却不想,少女却抱她抱的更紧,“阿白,让我抱一会……好吗?”
姜白坐起来,少女也跟着起来,只是像个八爪鱼一样贴着她不愿意放手,姜白没有拒绝,却也不做回应。她抬眸看着窗外的明月,安静的像一碗放平的水,没有任何波澜。
“阿白……不要丢下我了。”花眠的声音却轻轻的响起来,“我会,很难过的。”
在这样安静的夜,她会想起来那个夜晚。
那个,小姜白离开她之前的夜晚。
那是一个夏夜。
“眠眠,我明天就要走了。”小姜白已经不小了,十一岁的年纪,却还是一脸懵懂天真,将一棵树当作自己唯一的伙伴,白嫩幼小的手轻轻的抚摸着花眠粗糙的树干,脸上渐渐浮现了分别的不舍与对未来的迷茫,隐约,还有着几分期待,“眠眠,我要到大城市里去了,听说那里会有好多甜甜的糖果,还有新的同学,妈妈说我会在那里交到很好的朋友……”
花眠静静的听着。
她喜欢这个孩子,喜欢这个孩子懵懂的灵魂,喜欢这个孩子天真的倾诉,她是一棵古树,千百年生长在一个地方,本来懵懂,历经沧桑世事,渐渐有了灵智。只是身为树妖,只能固定的呆在一个地方,不言不语,寂寞的守着一方土地,没有人会在意一棵树的荣枯凋零,自然,也没有人会在意一棵树沧桑与孤独。
她守候的这方土地,也曾出过将相王侯,和平时代男耕女织,战争时代山河染血,文人骚客吟诗作对,魏晋风骨潇洒风流,钟鎏毓秀之地,出过风流人物,却不曾有哪怕一个秀才,抚着她的树干,温柔的为她赐名。

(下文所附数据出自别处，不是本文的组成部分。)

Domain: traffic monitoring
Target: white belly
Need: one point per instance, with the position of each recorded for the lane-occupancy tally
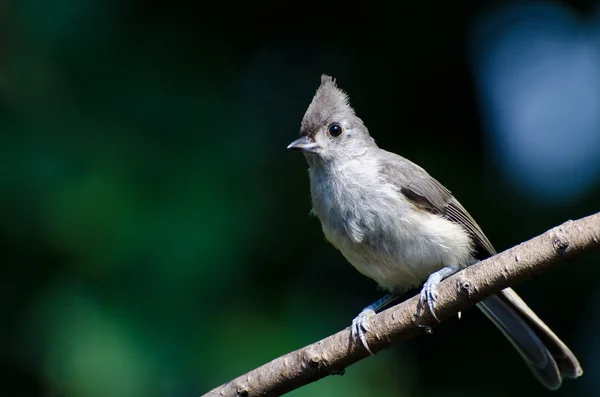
(387, 238)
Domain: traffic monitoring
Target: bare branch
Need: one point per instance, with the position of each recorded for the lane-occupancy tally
(334, 353)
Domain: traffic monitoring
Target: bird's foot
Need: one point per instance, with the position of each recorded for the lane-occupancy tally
(429, 292)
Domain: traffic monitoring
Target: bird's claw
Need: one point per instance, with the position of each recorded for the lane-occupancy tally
(429, 295)
(360, 327)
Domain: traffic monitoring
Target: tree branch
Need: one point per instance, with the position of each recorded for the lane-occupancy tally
(334, 353)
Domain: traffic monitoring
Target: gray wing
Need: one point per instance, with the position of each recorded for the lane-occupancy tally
(427, 193)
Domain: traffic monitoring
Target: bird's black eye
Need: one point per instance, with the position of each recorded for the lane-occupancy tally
(335, 130)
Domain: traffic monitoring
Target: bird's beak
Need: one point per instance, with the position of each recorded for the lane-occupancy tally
(302, 144)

她在原地,守着一代代沧海桑田的变换,却守不住自己寂寞的灵魂。
当一个六岁的孩子温柔的抚着她的树干,用那天真倔强的口吻,赐予她姓名时,她竟生了执念。
千年求仙,一念成魔。
只是,从未有一人,可以这样温柔的陪伴一棵孤独的老树,度过漫长的十年。前六年,她看她咿呀学语,后四年,她听她浅笑低吟。
十年于花眠不过弹指,于人,却是十分之一的人生旅程。
只是,人啊,总是这样,在家乡时渴望去远方,待到背井离乡,尝遍飘零艰辛后,又开始有了故国之思。
花眠曾无数次见过,有孩子带着建功立业的心情从家乡离开,又有远方旅人路过,途径树下,忽然一笑,“故国亦有此树耳。”
她不懂,只是隐约看懂了旅人眉间的风霜与思念。
而当时的姜白,就是带着对未来的迷茫和对她的不舍,在那个夏夜,离开了故土,也离开了看她长大的花眠。
“眠眠,我会回来看你的。”
快走的时候,小姜白又匆匆跑到后院,紧紧的抱住了她的树干,声音低低的,“眠眠,你不要忘记我。”
从此,她守着花眠这个名字,等着那个约定回来的人,原以为,可以像她生长千年的寿命一样,等待很久很久,却不想,仅仅一年,她就被人一刀一刀的砍去了身体,失去了原身。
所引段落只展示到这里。